Immigration advocacy groups estimate there are about 10,000 DACA recipients in Connecticut, though its unknown how many are enrolled in the state’s public universities.

Mark Ojakian, president of the CSCU system, said ending DACA would have a “devastating impact” on some of the state’s brightest students.

“The fundamental responsibility of a public education institution is to foster learning, innovation, and strong communities to any student willing to put in the work to learn and achieve,” he said in a written statement. “We have and will continue to fight for DACA students in our CSCU community, in our state and across the country.”

The brief filed by UConn and CSCU mentions Anayancy Ramos, a student at Eastern Connecticut State University studying biology and computer science, who is undocumented.

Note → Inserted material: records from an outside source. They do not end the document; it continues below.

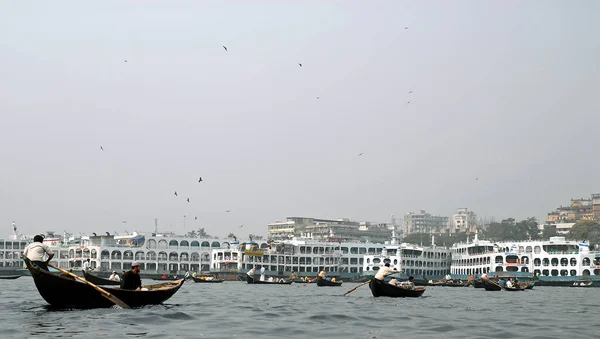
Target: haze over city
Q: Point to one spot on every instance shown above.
(329, 109)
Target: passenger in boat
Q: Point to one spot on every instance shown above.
(251, 272)
(509, 283)
(114, 277)
(385, 270)
(409, 283)
(131, 279)
(36, 251)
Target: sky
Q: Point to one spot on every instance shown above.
(488, 105)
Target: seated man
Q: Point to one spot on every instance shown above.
(131, 279)
(408, 284)
(36, 251)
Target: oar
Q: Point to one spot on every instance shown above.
(352, 289)
(104, 293)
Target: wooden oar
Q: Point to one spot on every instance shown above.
(352, 289)
(104, 293)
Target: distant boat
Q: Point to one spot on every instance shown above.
(382, 289)
(325, 282)
(7, 277)
(63, 291)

“She notes that through DACA she’s been able to achieve an education and a future she never thought possible, but that those dreams will die if DACA forces her to retreat once more into the shadows,” lawyers for the universities wrote in court documents.

Connecticut has joined a similar lawsuit filed by states.

During the presidential campaign, President Donald Trump had promised to end the program, and he made good on that promise in September. But he gave Congress six months to come up with a legislative solution.

Republicans have ruled out addressing the future of DACA in a year-end spending bill.